Back in the present, Grace announces that this original biologist is now returning to the island. Ghost Bird — herself a copy of the biologist generated by Area X — soon encounters this original self, transformed into a staggeringly immense, hyper-sentient, whale-like creature covered with eyes. Control, Ghost Bird, and Grace decide to return to the Tower, where Ghost Bird encounters the Crawler. When she touches it, she sees the birth of Area X as if it is its own universe. Grace shoots Ghost Bird, who is completely unharmed.
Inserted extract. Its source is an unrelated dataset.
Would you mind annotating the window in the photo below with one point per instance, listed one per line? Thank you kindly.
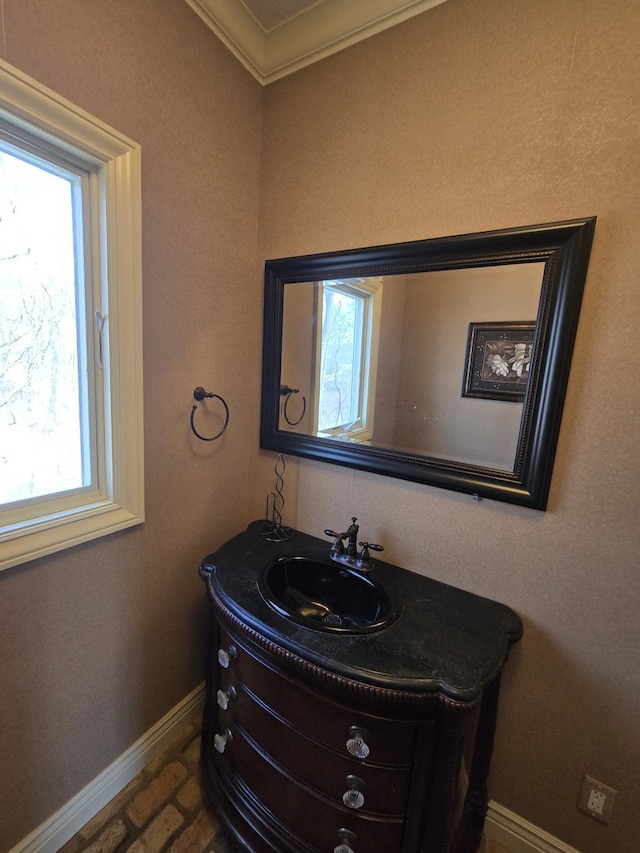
(347, 357)
(71, 453)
Meanwhile, Control, overcome by the brightness himself, is transforming into something nonhuman, a loping creature with paws. He descends further into the Tower. As he comes closer to the light at the bottom of the Tower, he realizes that it is the flower that pricked Saul and created Area X. He leaps into the light. Grace and Ghost Bird exit the Tower and head to the border. Ghost Bird is ambivalent about the possible total expansion of Area X but is mindful of Grace and her maintained connection to loved ones outside of Area X. They find the Southern Reach building abandoned. The two continue walking, unsure if Area X is gone or if the border has expanded even further.

==Reception==
On March 15, 2014, BuzzFeed gave an exclusive first look at the cover to Acceptance along with an interview with Jeff VanderMeer. Reviews for Acceptance were for the most part favorable. NPR said that the book "is at different times the best haunted lighthouse story ever written, a deeply unsettling tale of first contact, a book about death, a book about obsession and loss, a book about the horrifying experience of confronting an intelligence far greater and far stranger than our own, and a book about sea monsters." The Guardian called it a potent conclusion to the trilogy, while Kirkus gave the work a starred review.

During its opening week, Acceptance was ranked as #16 on the New York Times bestseller list for Paperback Trade Fiction. The New York Times wrote a full page review calling the book "pure reading pleasure" and added that "VanderMeer has created an immersive and wonderfully realized world."